The Coast News Group

School counsel drafts sex offender policy

RANCHO SANTA FE — The Rancho Santa Fe School Board tasked general counsel Richard Currier to put together a board policy about how to deal with sex offenders who come on campus.
He went a step further. A draft of the new policy covers not just sex offenders, but any potentially dangerous resident or visitor.
A draft of the policy was presented to the board at its May 6 meeting and the board seemed pleased with the result.
“We think you put together something meaningful for our school,” board member Jim Depolo told Currier.
Currier said that while no one with convictions of violent acts, drugs and sex offenses are allowed to work at California schools, there is the matter of people who have children in the district or visit the district for some reason or are residents of the area.

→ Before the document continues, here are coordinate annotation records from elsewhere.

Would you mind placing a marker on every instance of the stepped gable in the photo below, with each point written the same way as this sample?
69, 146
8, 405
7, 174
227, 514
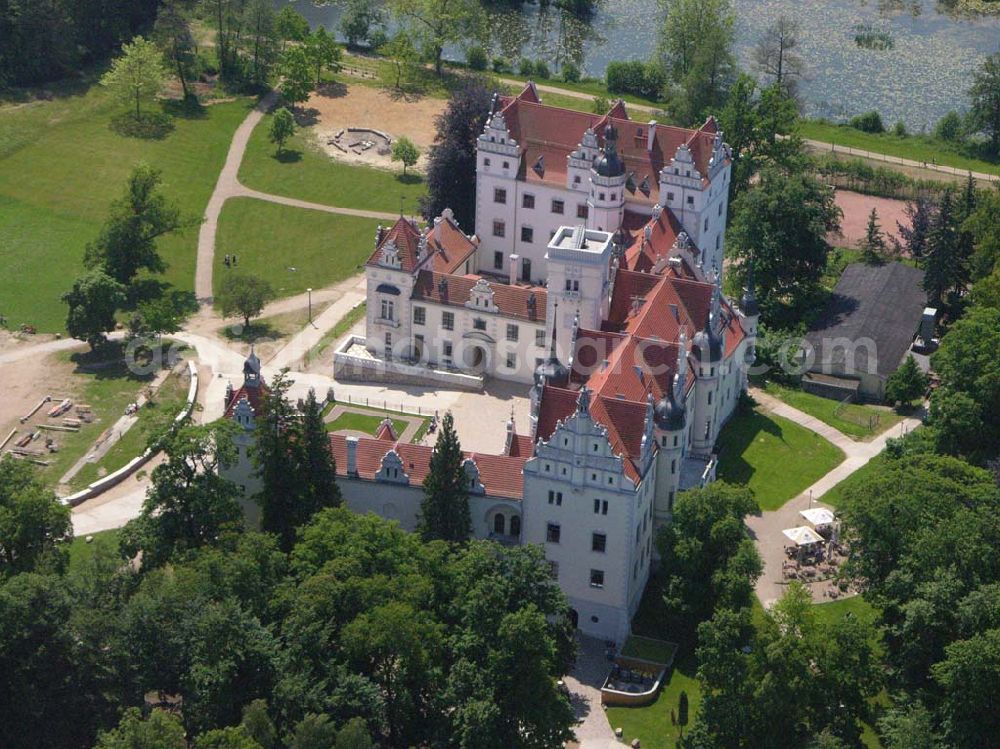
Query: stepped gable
511, 301
554, 132
447, 246
500, 475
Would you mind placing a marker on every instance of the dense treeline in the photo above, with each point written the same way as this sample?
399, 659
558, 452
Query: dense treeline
42, 40
329, 629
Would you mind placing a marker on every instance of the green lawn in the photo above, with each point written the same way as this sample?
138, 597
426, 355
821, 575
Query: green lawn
835, 497
166, 404
107, 390
60, 167
914, 147
271, 239
852, 420
306, 173
775, 457
367, 423
80, 551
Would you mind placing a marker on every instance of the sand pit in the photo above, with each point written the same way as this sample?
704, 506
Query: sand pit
337, 109
857, 207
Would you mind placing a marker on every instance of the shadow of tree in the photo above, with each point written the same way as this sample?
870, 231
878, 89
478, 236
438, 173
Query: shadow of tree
147, 126
332, 90
287, 156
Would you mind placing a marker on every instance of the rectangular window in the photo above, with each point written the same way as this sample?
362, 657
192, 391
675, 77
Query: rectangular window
552, 532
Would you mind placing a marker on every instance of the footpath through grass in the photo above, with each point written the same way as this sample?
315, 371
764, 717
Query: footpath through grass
271, 240
60, 167
775, 457
852, 420
305, 172
921, 148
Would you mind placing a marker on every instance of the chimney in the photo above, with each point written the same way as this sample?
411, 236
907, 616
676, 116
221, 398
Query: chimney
352, 456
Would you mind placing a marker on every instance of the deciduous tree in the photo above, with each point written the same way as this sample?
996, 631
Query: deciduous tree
444, 510
282, 128
137, 75
93, 301
34, 525
451, 167
244, 296
403, 149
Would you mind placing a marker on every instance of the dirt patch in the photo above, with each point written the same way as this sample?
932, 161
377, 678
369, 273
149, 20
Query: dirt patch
337, 107
857, 207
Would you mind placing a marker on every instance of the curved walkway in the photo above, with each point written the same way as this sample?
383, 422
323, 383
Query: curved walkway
228, 186
766, 528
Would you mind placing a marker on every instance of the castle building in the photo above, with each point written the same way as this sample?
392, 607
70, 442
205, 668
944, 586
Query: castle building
595, 279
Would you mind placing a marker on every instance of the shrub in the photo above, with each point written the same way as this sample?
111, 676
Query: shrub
570, 73
950, 127
869, 122
476, 57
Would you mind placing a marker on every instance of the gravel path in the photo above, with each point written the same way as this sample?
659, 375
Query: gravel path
228, 186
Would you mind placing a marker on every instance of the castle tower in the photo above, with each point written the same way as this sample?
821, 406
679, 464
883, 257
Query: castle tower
606, 204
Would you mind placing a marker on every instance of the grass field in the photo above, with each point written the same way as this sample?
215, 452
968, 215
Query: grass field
775, 457
915, 147
167, 403
107, 390
853, 420
60, 167
271, 239
367, 423
306, 173
80, 551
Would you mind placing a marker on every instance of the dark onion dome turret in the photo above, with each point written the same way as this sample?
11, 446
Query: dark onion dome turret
610, 164
668, 414
707, 344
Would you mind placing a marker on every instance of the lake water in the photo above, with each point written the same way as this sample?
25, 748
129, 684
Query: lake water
923, 76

That is why he expanded the umbrella.
The new policy states:
— The superintendent will make available materials to parents and pupils designed to help them protect themselves from potentially dangerous people.
— The superintendent or designee will contact law enforcement agencies each year to determine whether potentially dangerous individuals reside in or visit the community and also check websites that identify people who pose a risk to children.

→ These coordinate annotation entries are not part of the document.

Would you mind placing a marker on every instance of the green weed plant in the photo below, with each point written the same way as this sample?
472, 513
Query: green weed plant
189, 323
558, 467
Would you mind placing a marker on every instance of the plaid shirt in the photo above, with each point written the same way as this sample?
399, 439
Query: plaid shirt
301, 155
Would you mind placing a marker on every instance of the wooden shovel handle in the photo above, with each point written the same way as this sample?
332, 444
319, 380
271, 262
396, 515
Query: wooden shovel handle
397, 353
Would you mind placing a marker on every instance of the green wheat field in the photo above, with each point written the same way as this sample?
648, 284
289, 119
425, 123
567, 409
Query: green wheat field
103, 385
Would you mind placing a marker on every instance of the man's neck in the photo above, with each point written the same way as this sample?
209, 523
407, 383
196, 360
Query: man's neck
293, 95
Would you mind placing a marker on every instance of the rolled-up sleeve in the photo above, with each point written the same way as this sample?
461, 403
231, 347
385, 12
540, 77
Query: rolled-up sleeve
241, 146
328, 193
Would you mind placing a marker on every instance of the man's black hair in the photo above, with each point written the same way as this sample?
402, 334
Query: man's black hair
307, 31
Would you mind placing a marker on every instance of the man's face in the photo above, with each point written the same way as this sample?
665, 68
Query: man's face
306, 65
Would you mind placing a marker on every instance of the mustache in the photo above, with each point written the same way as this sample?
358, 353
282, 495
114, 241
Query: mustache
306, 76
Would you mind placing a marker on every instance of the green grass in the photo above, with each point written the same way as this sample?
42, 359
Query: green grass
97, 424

— In addition, the school officials will monitor the conditions of those on parole or probation, so that violations can be reported immediately.
— Finally, the superintendent or designee may share information about the person in question, in a manner approved by law and in consultation with law enforcement officials.
Currier was asked to write the policy after parents Dr. Jonathon and Ashley Haynes became uncomfortable seeing a female sex offender, who has four children in the school district, on campus several times unsupervised. The woman, a former teacher in the Denver area, had sex with a 15-year-old student.
She was convicted of sexual assault on a child by someone in a position of trust and continues on probation after moving to California in 2007.
Because of the concerns of the parents, the woman is no longer allowed to come on campus.
School Superintendent Lindy Delaney said she has kept in contact with the probation department since the woman moved to the district to determine if the woman is meeting the terms of her probation, but the probation department is not forthcoming about any other information about those on probation.
In November, the Hayneses brought the issue forward, asking the board to adopt a policy that would give clear direction about how to deal with the problem in the future.
Currier will bring the final policy for the board’s approval to a future meeting.